Theatrics are hardly the sole element defining progressive songcraft anymore, and if there’s an artist alive and making credible work today reinforcing this notion, it’s the incomparable Federico Balducci. Balducci’s new collaborative LP with Francisco Javier Sanfuentes, El Velo de Lo Irrepresentable, bridges tracks together via the presence of larger-than-life tones and scattered melodic framework most records suppress in favor of traditional hooks and predictable rhythm. No poppy props are serving as a segue from one piece of this puzzle to the next; this is ambient music born of primitive aural expression, and thus it needs no aesthetical camp to hold a shape.
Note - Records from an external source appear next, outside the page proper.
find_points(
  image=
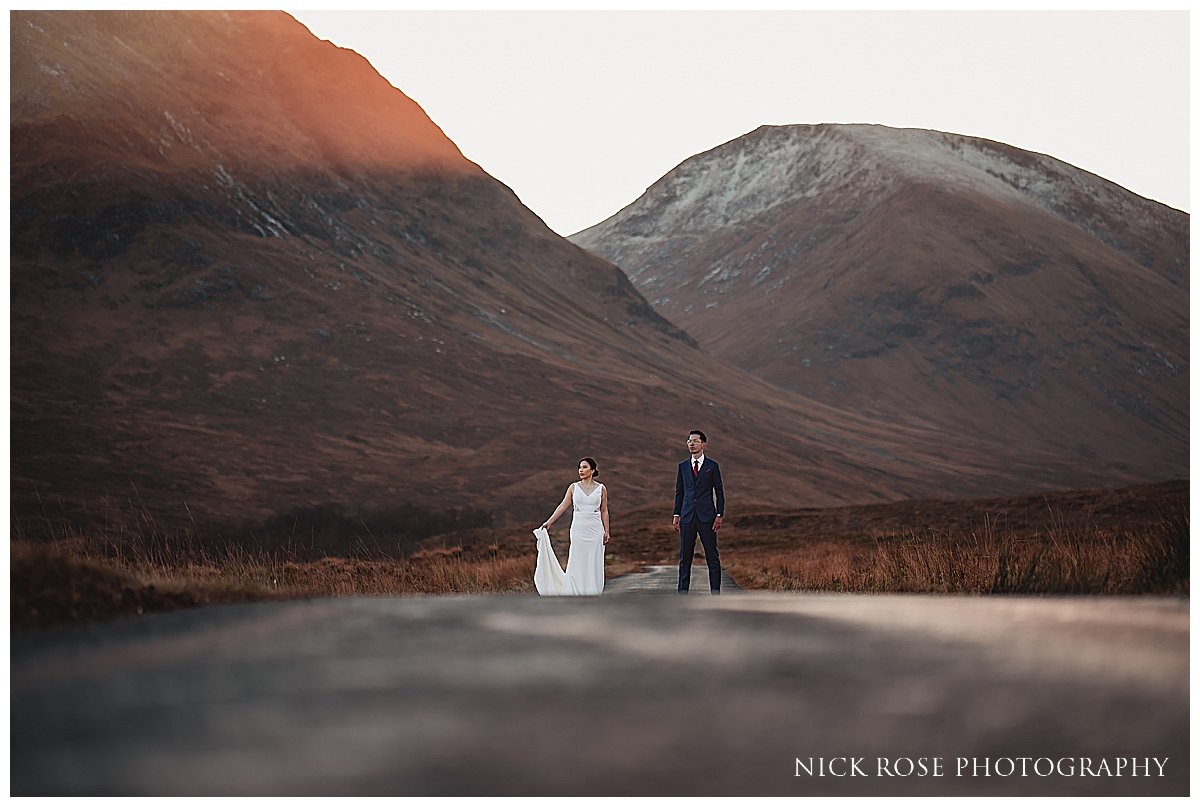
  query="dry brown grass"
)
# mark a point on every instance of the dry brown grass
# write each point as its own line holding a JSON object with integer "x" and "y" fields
{"x": 1152, "y": 559}
{"x": 96, "y": 575}
{"x": 1113, "y": 542}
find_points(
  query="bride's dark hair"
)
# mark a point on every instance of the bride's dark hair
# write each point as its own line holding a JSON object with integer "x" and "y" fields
{"x": 592, "y": 464}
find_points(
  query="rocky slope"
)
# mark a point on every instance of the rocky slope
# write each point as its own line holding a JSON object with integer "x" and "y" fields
{"x": 255, "y": 287}
{"x": 933, "y": 279}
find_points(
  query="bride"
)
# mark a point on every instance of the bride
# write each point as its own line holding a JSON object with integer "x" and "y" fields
{"x": 589, "y": 533}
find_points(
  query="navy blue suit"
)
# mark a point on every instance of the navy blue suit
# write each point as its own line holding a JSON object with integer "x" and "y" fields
{"x": 696, "y": 512}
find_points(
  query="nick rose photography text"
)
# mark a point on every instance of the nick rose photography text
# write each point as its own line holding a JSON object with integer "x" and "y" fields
{"x": 977, "y": 766}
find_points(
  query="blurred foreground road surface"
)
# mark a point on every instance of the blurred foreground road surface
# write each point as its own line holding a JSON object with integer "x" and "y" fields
{"x": 628, "y": 693}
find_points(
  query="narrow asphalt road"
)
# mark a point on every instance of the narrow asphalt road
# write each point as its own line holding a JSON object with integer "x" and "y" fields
{"x": 651, "y": 694}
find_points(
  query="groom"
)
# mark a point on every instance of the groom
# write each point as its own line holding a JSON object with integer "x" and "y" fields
{"x": 697, "y": 482}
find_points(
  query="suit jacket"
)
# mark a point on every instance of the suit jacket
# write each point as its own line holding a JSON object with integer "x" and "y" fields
{"x": 694, "y": 496}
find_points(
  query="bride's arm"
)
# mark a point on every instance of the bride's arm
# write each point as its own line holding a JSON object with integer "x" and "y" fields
{"x": 604, "y": 510}
{"x": 562, "y": 507}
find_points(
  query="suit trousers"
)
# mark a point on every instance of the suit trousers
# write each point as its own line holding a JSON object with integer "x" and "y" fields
{"x": 688, "y": 533}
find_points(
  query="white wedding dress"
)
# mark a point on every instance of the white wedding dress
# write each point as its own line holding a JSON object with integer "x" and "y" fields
{"x": 585, "y": 565}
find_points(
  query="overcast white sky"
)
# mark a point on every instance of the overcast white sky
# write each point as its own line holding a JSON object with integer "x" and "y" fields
{"x": 580, "y": 112}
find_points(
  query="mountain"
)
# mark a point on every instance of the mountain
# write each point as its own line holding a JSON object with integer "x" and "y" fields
{"x": 253, "y": 286}
{"x": 929, "y": 278}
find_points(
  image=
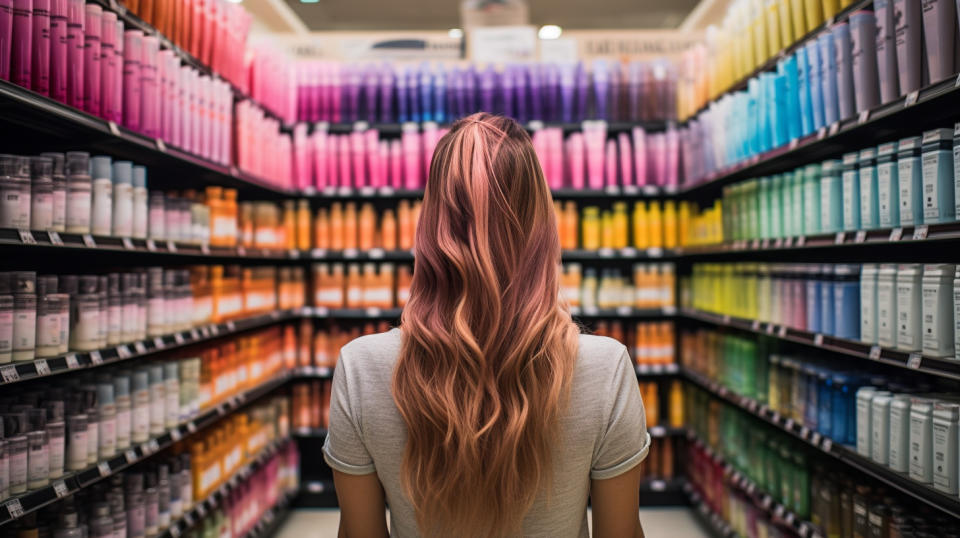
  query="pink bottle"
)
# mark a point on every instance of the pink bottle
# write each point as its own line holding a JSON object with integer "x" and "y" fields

BANDCAMP: https://federicobalducci7.bandcamp.com/album/el-velo-de-lo-irrepresentable
So much is said without employing traditional lyricism in El Velo de Lo Irrepresentable, and in songs like “Detras Del Muro” and the atonal “Muro VII (I’m Not Organized),” I don’t know that verses could have ever properly captured the weightiness of the music as it’s presented on its own. There’s nothing particularly minimalistic about this LP and its contents, and yet I’m pressed to find a single instance in which Balducci and Sanfuentes overextend the embellishments that ultimately form the melodic fabric of the record. If it were ever debated whether making a heavy sound required a lot of instrumental indulgence in modern ambient music, I don’t think it should be anymore.
This tracklist wasn’t meant to be broken up into individual pieces and consumed, but instead processed as a singular work that starts with “Muro I (The Goal Feels Impossible)” and concludes with “Muro VIII (I’m Not Qualified)” and the aforementioned “Detras Del Muro,” as indicated by the sonic bleeding that precedes the start and conclusion of every song here. There’s an unspoken elegance that somehow tethers the fleeting beauty of the strings in “Muro II (I Don’t Deserve It or I’m Not Worthy)” to the chest-pounding rock of “2+1,” and only after several listens do we start to fully appreciate the continuity the crisp production style provides even the more conflictive material included with El Velo de Lo Irrepresentable.
The warmth that Balducci and Sanfuentes generate as they force blankets of melodic noise into sophisticated combat in “2+1,” the more ambient-specific “Muro VI (People Will Judge Me),” and “Muro IV (I Don’t Want to Embarrass Myself)” is stunningly natural, and it suggests a desire to create simplicity over competing for the spotlight that I’d love to experience more of in the future. These are two players who understand the aesthetics of each other’s artistry, and if it didn’t yield another set of recording sessions post-El Velo de Lo Irrepresentable, I’d be quite surprised as a critic and a fan.
APPLE MUSIC: https://music.apple.com/us/album/el-velo-de-lo-irrepresentable/1570473825
El Velo de Lo Irrepresentable picks up where the last generation of ambient noise experimentalists left off some eight years ago while incorporating contemporary influences many would consider non-canonical to the historical alternative music model, and if you dig provocative content, it’s an album that needs to be near the top of your must-listen list this season. Federico Balducci and Francisco Javier Sanfuentes own the limelight as true disciples of both Masami Akita and vintage musique concrète here, and I believe they deserve a thorough round of applause for the effort put forth in making this awesome new record.